Tiempo estimado de lectura: 4 min.

Llevar una adecuada gestión del tiempo es indispensable para la productividad personal. Y un método de apoyo es la técnica Pomodoro.

Así como el internet facilita el trabajo a distancia, también puede llegar a entorpecerlo hasta convertirse en un verdadero reto para la gestión del tiempo y la productividad personal.

La sobreoferta de contenidos y opciones de entretenimiento, así como las notificaciones de redes sociales y noticias de todo tipo, se han convertido en enemigos acérrimos del trabajo productivo, porque brindan un buen pretexto para distraerse de las tareas que requieren concentración.

Cuando un trabajador posee la energía para sacar adelante sus pendientes, pero no se enfoca en sus prioridades, el resultado puede ser la distracción permanente. Una buena noticia es que la técnica Pomodoro es útil para llevar a cabo esas tareas que requieren más tiempo y concentración.

La gestión del tiempo en “pomodoros”

La técnica Pomodoro es un método de gestión del tiempo desarrollado por Francesco Cirillo a finales de la década de 1980. Debido a que empleó un reloj de cocina clásico para desarrollarlo, lo nombró así en honor al tomate en italiano.

Este sistema busca mejorar la administración del tiempo, dividiéndolo en fragmentos que permitan alcanzar un buen nivel de concentración y que concedan pausas activas para el descanso de la mente.

Las bases de este método son:

  • Dividir el tiempo de trabajo en periodos de 25 minutos, llamados “pomodoros”, durante los cuales no se debe aceptar ninguna interrupción.
  • Al término de cada bloque, realizar una pausa de 5 minutos para despejar la mente. Se puede hacer cualquier actividad, menos trabajar.  
  • Realizar una pausa de 15 a 30 minutos, luego de cuatro pomodoros.

Recomendaciones para mejorar su efectividad

Trabajar en intervalos o pomodoros puede ayudar a resolver pendientes. Sin embargo, para asegurar que el trabajo de verdad se enfoque a las prioridades del día, la técnica plantea iniciar la jornada con un trabajo de planeación, así como otras recomendaciones:

Planear

Al principio del día, es importante definir o recordar las prioridades y enlistarlas según su importancia. Posteriormente, hay que calcular cuántas podrían realizarse en cada intervalo de tiempo, o bien, cuántos pomodoros se necesitarán para resolver un pendiente.

Cronometrar

Adicionalmente, los partidarios de la técnica señalan que funciona mejor si se utiliza un cronómetro para dividir los intervalos.

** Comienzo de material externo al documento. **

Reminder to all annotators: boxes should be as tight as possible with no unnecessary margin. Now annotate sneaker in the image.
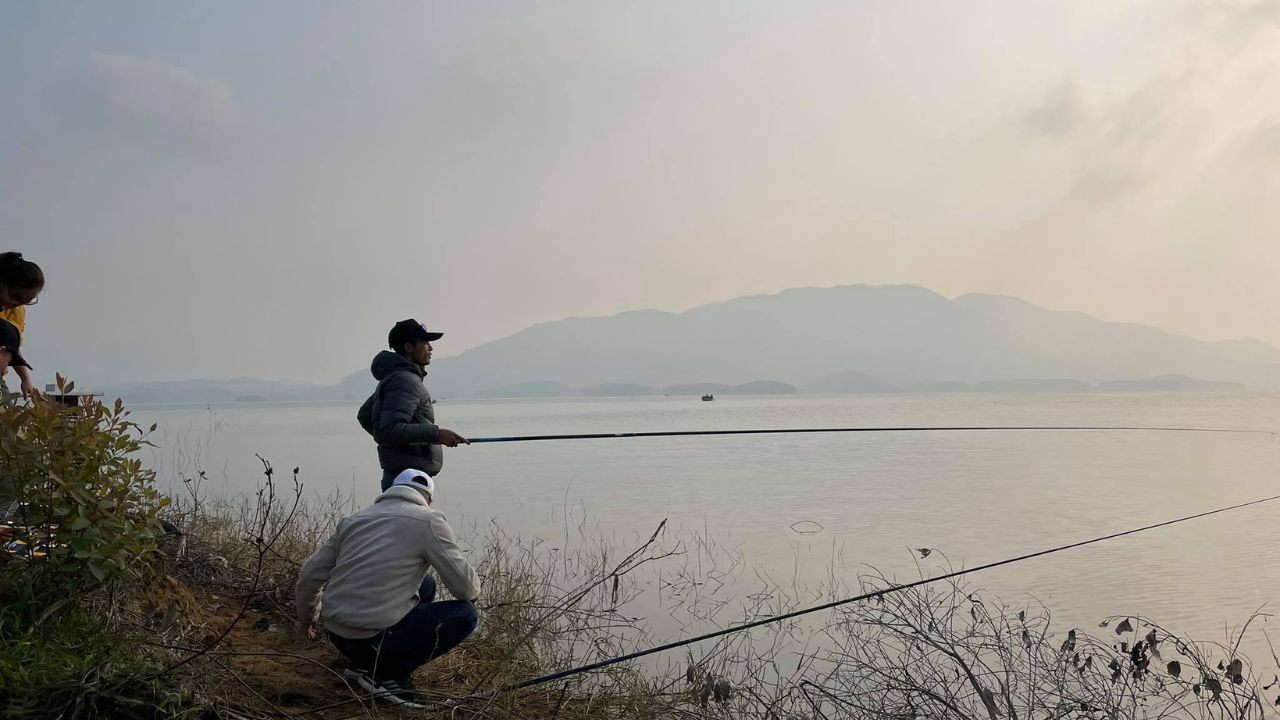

Pero advierten que no se debe emplear el celular, ya que al momento de apagarlo, puede surgir la tentación de navegar o contestar mensajes.

De acuerdo con eHorus, lo mejor es emplear un reloj analógico que incluso emita el sonido de las manecillas, que además funciona como ruido blanco para ayudar a la concentración. Incluso, existen múltiples aplicaciones diseñadas para trabajar con la técnica Pomodoro.

Registrar

Es aconsejable llevar un registro escrito de los pendientes que se fueron concluyendo y del tiempo que requirieron. De esta forma, la planeación va volviéndose más predecible y sencilla.

Ventajas y críticas a la técnica Pomodoro

Recomendada especialmente para el estudio y el trabajo individual, la técnica Pomodoro favorece la concentración y permite sacar adelante las tareas, lo que favorece la productividad personal.

Además, la etapa inicial de planeación ayuda a que la gestión del tiempo esté realmente orientada a las prioridades del día.

Otra de sus ventajas es que permite “gamificar” el trabajo o volverlo similar a un juego, en donde cada Pomodoro concluido genera satisfacción porque constituye un objetivo cumplido. Si a esto se le añade el uso de un reloj real de Pomodoro, el sentido lúdico puede ser aún mayor.

Sin embargo, este método no es recomendable para las personas que no pueden trabajar en un espacio aislado ni para las labores que requieren de interacción social. Tampoco es útil para quienes realizan home office con niños alrededor.

En general, las experiencias positivas abundan en internet. Muchas de ellas provienen de profesionistas que han sabido adaptar la técnica a sus posibilidades y requerimientos. Por ejemplo, utilizando los “pomodoros” únicamente durante media jornada laboral, o bien, trabajando en intervalos más extensos.

La clave, señalan los expertos en gestión del tiempo, es que cada quien encuentre el incentivo que le ayude a concentrarse por más tiempo, así como adoptar el hábito de planear el día antes de poner manos a la obra.